Face au coronavirus, Esprit gourmand accélère sa diversification Par Maëva Gardet-Pizzo, La Tribune
Leader de la distribution de fruits secs torréfiés à destination de l’hôtellerie de luxe, cette PME installée aux Pennes-Mirabeau souhaite se diversifier pour être moins dépendante de la conjoncture. Pour ce, elle souhaite renforcer sa présence dans les magasins bio et les épiceries fines.
Créée en 1922, l'entreprise familiale Esprit gourmand n'a eu de cesse de se réinventer au gré des générations qui s'y sont succédé. Au départ, elle fait du négoce de produits alimentaires et est assez généraliste. Lorsque le fils du fondateur reprend les rênes dans les années 1950, il se lance dans la torréfaction de fruits secs en parallèle de l'alimentation générale. Une activité que développe un peu plus la troisième génération à la tête de la PME, celle de Didier Najarian et de son frère aîné Éric. "Nous avons beaucoup transformé pour des entreprises alimentaires.
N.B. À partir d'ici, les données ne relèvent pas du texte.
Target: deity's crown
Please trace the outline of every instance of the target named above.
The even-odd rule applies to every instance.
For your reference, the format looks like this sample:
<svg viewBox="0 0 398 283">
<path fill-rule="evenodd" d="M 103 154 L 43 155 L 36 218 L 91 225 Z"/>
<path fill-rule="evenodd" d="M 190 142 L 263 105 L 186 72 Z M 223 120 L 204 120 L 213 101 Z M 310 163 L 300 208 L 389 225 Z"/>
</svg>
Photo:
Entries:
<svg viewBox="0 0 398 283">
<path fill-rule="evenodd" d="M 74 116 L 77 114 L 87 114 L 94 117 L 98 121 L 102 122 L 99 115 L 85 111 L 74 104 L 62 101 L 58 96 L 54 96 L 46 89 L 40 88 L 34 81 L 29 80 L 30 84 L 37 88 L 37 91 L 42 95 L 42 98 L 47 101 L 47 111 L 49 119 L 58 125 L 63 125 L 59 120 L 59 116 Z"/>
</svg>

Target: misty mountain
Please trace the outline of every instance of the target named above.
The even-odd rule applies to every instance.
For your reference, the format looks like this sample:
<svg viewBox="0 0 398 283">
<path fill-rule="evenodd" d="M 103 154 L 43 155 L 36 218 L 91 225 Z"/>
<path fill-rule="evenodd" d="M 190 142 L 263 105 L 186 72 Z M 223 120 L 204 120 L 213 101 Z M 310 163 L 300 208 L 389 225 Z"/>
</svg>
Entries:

A l'époque, nous représentions 50 % du marché français des pistaches grillées et salées, même chose pour les amandes", raconte Didier Najarian.
La conquête de l'hôtellerie
Puis à la fin des années 1990, après avoir fait face à "quelques problèmes financiers", la PME fait le choix d'adresser un nouveau secteur : l'hôtellerie. "Nous avions un savoir-faire dans la torréfaction et nous cherchions un secteur dans lequel le valoriser". Or, il se trouve que les hôtels, même de luxe, disposent d'assez peu de possibilités pour s'approvisionner en fruits secs et font donc appel à des grossistes généralistes.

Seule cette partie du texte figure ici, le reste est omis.